Microservices at Scale using AWS & Kubernetes Project: Operationalize a Machine Learning Microservice API
In this project, you will apply the skills you have acquired in this course to operationalize a Machine Learning Microservice API.
You are given a pre-trained, sklearn
model that has been trained to predict housing prices in Boston according to several features, such as average rooms in a home and data about highway access, teacher-to-pupil ratios, and so on. You can read more about the data, which was initially taken from Kaggle, on the data source site. This project tests your ability to operationalize a Python flask app—in a provided file, app.py
—that serves out predictions (inference) about housing prices through API calls. This project could be extended to any pre-trained machine learning model, such as those for image recognition and data labeling.

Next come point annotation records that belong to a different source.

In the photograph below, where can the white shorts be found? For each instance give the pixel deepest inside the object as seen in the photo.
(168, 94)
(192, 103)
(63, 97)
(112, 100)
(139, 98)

Your project goal is to operationalize this working, machine learning microservice using kubernetes, which is an open-source system for automating the management of containerized applications. In this project you will:
- Test your project code using linting
- Complete a Dockerfile to containerize this application
- Deploy your containerized application using Docker and make a prediction
- Improve the log statements in the source code for this application
- Configure Kubernetes and create a Kubernetes cluster
- Deploy a container using Kubernetes and make a prediction
- Upload a complete Github repo with CircleCI to indicate that your code has been tested
You can find a detailed project rubric, here.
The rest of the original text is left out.